Akane Takada came to the company in 2008 as an apprentice after winning a prize at the Prix de Lausanne competition; two years later she assumes a major role in the opening performance of the season. Technically very assured (wonderful balances and elegant, sharply pointed feet), she easily conveys the youth and ebullience of Tatiana’s younger sister, Olga, but as yet does not have the stage experience to bring out her coquettish qualities, those qualities which make her so attractive and also frustrating to Lensky; Takada needs to convey more clearly the foolish quality which blinds her to the effect she is having on the young poet as she dances ever more carelessly with the malicious Onegin at her sister’s name day party.

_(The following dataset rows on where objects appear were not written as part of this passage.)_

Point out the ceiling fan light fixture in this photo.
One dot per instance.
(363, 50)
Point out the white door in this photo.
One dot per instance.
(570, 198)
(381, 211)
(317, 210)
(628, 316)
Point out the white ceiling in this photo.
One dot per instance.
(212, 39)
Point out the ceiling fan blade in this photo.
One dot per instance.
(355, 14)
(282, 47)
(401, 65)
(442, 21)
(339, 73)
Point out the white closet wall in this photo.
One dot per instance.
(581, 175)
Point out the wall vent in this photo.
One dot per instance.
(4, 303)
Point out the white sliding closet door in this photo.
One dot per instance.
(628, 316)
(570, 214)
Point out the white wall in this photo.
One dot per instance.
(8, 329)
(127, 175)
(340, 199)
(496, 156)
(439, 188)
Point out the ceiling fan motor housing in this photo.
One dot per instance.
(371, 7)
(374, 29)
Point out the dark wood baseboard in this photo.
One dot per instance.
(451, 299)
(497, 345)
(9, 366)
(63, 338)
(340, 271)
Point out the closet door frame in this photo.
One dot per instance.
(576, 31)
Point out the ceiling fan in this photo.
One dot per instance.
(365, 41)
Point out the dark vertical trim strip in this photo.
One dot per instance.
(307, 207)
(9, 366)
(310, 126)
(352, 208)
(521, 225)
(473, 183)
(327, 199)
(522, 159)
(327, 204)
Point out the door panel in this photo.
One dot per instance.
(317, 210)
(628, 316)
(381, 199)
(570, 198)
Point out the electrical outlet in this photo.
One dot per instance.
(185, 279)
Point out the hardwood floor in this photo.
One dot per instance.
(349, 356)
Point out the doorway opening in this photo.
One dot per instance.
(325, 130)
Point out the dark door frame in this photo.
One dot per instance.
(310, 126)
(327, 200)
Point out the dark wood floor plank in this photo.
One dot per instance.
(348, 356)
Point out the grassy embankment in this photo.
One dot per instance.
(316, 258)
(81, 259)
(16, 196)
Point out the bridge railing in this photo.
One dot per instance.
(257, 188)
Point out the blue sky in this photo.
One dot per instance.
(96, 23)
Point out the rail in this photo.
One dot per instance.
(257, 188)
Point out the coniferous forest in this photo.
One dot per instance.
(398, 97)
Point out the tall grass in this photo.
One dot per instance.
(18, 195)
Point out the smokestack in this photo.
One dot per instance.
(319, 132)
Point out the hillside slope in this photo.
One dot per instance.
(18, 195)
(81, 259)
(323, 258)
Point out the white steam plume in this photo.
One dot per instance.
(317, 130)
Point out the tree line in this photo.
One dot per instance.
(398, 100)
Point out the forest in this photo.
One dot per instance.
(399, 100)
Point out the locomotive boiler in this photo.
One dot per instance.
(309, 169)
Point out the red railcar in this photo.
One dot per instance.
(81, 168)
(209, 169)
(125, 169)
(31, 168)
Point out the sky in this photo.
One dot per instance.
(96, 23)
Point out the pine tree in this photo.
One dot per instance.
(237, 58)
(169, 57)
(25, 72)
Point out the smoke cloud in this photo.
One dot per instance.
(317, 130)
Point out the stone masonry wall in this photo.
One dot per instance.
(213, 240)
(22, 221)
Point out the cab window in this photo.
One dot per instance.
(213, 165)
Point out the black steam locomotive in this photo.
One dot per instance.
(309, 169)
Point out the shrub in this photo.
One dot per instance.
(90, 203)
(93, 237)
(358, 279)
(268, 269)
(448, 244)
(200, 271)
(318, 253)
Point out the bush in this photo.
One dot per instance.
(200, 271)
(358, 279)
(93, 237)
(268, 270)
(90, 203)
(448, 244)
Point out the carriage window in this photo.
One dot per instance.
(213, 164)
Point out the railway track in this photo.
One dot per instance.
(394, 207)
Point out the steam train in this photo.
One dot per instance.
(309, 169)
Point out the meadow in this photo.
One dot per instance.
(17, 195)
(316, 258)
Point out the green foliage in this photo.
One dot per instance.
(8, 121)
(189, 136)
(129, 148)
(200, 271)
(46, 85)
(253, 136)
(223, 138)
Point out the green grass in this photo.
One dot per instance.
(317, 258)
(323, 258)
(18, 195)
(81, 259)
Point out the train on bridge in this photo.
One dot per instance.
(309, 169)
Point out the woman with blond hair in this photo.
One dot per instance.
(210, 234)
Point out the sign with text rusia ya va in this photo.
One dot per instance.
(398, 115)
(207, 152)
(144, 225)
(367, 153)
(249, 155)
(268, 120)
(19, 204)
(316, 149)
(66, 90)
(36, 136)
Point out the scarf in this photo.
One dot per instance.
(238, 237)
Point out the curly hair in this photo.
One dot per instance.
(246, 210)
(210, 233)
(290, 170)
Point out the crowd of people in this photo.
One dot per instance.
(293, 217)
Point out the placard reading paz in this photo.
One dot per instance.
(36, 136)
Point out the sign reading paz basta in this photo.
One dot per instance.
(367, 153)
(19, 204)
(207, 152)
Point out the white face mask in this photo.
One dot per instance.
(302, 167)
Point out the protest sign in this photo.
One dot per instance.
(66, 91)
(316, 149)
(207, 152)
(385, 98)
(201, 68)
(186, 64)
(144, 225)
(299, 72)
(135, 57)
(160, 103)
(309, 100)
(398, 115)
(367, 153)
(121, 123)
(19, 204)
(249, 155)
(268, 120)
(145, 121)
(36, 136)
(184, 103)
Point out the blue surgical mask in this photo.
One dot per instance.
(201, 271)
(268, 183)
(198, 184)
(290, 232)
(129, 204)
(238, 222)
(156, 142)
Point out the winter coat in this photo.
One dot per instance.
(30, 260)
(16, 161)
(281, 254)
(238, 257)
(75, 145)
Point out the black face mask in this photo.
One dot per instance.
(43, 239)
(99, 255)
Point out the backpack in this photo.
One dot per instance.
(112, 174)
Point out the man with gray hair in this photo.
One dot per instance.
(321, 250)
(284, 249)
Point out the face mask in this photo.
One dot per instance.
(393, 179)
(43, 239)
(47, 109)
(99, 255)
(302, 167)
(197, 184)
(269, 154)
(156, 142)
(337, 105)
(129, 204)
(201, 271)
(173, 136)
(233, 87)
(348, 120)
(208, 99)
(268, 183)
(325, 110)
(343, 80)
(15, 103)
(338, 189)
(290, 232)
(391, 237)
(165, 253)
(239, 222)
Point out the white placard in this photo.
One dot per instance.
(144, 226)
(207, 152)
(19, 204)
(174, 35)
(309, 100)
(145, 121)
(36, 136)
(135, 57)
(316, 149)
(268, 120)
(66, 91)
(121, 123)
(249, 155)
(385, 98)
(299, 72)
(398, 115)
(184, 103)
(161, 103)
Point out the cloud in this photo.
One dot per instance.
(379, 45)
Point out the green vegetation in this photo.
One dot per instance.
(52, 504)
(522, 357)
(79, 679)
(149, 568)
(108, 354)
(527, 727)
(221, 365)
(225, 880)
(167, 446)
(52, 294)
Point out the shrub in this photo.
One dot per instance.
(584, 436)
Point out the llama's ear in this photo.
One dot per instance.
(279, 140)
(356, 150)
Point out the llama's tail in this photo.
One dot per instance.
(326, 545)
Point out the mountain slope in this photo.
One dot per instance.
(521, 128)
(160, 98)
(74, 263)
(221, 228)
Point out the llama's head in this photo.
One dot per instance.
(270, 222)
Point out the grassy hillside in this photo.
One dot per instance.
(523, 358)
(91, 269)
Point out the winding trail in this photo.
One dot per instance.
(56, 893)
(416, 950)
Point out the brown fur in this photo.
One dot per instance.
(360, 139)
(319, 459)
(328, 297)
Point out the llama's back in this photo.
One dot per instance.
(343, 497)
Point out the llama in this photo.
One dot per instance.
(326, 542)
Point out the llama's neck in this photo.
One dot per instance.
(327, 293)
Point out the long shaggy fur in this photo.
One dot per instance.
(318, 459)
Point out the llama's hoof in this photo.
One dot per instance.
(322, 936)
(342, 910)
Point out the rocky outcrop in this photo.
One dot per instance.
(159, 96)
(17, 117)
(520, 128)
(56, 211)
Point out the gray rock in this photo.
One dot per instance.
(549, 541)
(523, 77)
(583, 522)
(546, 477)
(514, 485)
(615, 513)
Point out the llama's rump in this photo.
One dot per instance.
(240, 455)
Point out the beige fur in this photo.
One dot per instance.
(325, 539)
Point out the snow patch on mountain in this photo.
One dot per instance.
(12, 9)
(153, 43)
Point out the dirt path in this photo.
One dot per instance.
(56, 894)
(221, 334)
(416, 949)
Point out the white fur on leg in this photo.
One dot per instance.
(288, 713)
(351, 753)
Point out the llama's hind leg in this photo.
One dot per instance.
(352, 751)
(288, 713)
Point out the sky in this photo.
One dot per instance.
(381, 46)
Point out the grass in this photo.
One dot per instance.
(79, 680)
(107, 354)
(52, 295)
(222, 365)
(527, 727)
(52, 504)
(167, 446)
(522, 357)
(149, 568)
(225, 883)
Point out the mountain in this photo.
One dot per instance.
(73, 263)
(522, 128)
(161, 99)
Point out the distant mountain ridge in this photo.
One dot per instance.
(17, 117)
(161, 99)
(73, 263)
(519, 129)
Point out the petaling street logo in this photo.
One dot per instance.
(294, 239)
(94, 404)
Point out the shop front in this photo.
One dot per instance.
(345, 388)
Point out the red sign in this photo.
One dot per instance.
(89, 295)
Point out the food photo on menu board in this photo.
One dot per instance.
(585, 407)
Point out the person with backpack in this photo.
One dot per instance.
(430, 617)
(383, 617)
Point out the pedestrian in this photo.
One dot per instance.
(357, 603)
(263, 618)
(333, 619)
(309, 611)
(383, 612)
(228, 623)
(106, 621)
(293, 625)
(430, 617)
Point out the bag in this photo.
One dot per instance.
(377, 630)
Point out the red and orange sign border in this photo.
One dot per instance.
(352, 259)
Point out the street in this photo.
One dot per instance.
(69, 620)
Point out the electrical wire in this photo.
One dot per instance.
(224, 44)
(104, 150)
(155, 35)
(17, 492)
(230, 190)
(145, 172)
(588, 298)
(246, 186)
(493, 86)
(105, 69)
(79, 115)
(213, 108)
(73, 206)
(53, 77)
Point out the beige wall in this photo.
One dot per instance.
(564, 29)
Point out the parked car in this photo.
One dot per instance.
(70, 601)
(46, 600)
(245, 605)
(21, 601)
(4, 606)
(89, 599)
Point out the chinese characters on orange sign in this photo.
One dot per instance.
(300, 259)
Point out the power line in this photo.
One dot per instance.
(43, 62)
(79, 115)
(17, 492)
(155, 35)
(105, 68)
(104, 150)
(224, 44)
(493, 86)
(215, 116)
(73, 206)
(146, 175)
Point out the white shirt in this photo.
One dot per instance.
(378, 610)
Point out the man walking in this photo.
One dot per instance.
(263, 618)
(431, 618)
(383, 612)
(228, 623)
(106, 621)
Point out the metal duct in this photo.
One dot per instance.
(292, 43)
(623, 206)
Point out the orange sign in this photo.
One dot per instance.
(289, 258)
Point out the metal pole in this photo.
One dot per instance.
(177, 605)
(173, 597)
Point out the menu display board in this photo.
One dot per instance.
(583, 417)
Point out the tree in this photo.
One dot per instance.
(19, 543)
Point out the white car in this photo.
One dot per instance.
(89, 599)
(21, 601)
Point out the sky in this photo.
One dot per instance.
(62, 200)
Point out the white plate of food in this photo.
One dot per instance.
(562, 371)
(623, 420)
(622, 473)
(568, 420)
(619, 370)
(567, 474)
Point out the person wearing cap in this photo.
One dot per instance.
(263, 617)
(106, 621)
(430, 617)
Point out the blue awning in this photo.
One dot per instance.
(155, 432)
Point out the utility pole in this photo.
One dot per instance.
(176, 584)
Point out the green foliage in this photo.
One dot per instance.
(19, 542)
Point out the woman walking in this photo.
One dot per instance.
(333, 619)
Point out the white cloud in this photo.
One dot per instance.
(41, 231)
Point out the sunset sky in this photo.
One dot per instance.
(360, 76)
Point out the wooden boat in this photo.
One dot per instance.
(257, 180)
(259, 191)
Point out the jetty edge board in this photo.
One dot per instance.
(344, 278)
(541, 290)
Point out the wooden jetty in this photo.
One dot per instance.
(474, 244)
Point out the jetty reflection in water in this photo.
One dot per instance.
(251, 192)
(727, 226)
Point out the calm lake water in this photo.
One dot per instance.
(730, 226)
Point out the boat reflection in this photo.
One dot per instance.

Bennet Gartside impressed greatly as the Prince Gremin, his first glimpse of Tatiana at that party marked by a thunder-struck quality which makes it no surprise that he determines from that moment to have her as his own. His pas de deux with Tatiana at his ball ten years later was a masterclass of sympathetic partnering on a dance level, but also in the depiction of tender love – Cojocaru also makes touchingly and tellingly clear her deep affection (rather than passion) for him.
Cranko is less sure with his treatment of the corps de ballet and ‘extras’ and, if truth be told, a discreet veil must be drawn over the choreography for the ball and the preposterous old grotesques who people Madame Larina’s party for Tatiana; but we don’t come to Onegin for them, and they are a small price to pay and easily forgotten as we focus on the central characters.
Sets and costumes are after Jürgen Rose’s 1965 originals, and while the latter remain fine (even if I have never liked Tatiana’s old rose ball gown and mud-brown day dress for the final scenes) and the outdoor settings evocative (the location for the duel is particularly atmospheric with its Corot-like trees) his interiors desperately need re-design, with their clumsy attempts at false perspectives and being saddled with acres of faded lace and trim.
Valeriy Ovsyanikov conducted Kurt-Heinz Stolze’s judiciously chosen assemblage of Tchaikovsky firmly and idiomatically and elicited excellent playing from the Royal Opera House Orchestra, which clearly relished its work.